Елизавета тихонько вздохнула. Она не боялась мужа, но настолько ненавидела всякие споры, что по телу пробежала неприятная дрожь. Она лихорадочно выдумывала объяснение, но ничего не приходило в голову, поэтому пришлось монотонно говорить правду.

— Собака вашей матери…

— Она постоянно выпускает газы, сэр, — добавила Мелиор Мэри.

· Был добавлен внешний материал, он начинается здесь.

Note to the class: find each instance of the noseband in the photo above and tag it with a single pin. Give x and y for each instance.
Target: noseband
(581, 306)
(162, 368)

К счастью, это показалось Джону забавным, и он, тряхнув головой, громко, раскатисто рассмеялся. Елизавета и Мелиор Мэри присоединились к нему, и на какое-то мгновение между ними троими все было так, как и должно быть. Муж положил руку на плечо жены, а она в ответ провела пальцами по его плечу; ребенок, глядя на них снизу вверх, широко улыбался.

Другой посетитель — его Мелиор Мэри встречала с особым энтузиазмом — был младший брат Елизаветы, Джозеф Гейдж. Приезд дяди всегда возвещался огромным слугой-негром, с ног до головы одетым в пурпур и золото; он подбегал к центральному входу, словно его преследовали гончие из преисподней, и бил по двери кулаком с грохотом, подобным раскатам грома. Через несколько мгновений на пределе скорости подлетала карета и следовало появление самого Джозефа, одетого по последней моде — бриллианты сверкали на эфесе шпаги, на пальцах и повсюду вокруг него, а на голове красовался парик, напудренный, увенчанный шляпой с колышущимися перьями. Он нигде не появлялся без слуги, который всегда шел на десять шагов позади хозяина.